Assessing Image Quality Using a Simple Generative Representation
Simon Raviv, Gal Chechik
TL;DR
The paper tackles full-reference image quality assessment (IQA) by addressing the limitations of discriminative, class-focused representations in cross-domain settings. It introduces VAE-QA, a lightweight architecture that leverages a pre-trained variational autoencoder (VAE) latent space, fuses multi-layer features, and predicts MOS via a small MLP. Across standard IQA benchmarks and cross-dataset tests, VAE-QA achieves state-of-the-art generalization while using substantially fewer parameters and faster inference than prior methods. The results indicate that generative latent representations better preserve image details relevant to perceived quality, with potential extensions to video quality assessment and broader generative-model-based quality tasks.
Abstract
Perceptual image quality assessment (IQA) is the task of predicting the visual quality of an image as perceived by a human observer.

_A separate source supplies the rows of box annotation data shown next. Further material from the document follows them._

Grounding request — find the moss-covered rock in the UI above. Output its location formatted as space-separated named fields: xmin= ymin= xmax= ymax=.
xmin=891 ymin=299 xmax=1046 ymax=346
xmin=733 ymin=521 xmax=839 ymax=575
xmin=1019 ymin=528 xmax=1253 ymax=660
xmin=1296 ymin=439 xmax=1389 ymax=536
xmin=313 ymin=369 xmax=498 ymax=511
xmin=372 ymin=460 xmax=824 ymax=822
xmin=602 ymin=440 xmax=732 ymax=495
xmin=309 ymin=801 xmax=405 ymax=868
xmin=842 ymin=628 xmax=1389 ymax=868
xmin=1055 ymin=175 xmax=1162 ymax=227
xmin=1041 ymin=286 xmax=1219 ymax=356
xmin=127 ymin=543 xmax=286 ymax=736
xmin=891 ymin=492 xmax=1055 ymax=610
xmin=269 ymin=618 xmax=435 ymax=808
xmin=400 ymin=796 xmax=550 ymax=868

Current state-of-the-art techniques are based on deep representations trained in discriminative manner. Such representations may ignore visually important features, if they are not predictive of class labels. Recent generative models successfully learn low-dimensional representations using auto-encoding and have been argued to preserve better visual features. Here we leverage existing auto-encoders and propose VAE-QA, a simple and efficient method for predicting image quality in the presence of a full-reference. We evaluate our approach on four standard benchmarks and find that it significantly improves generalization across datasets, has fewer trainable parameters, a smaller memory footprint and faster run time.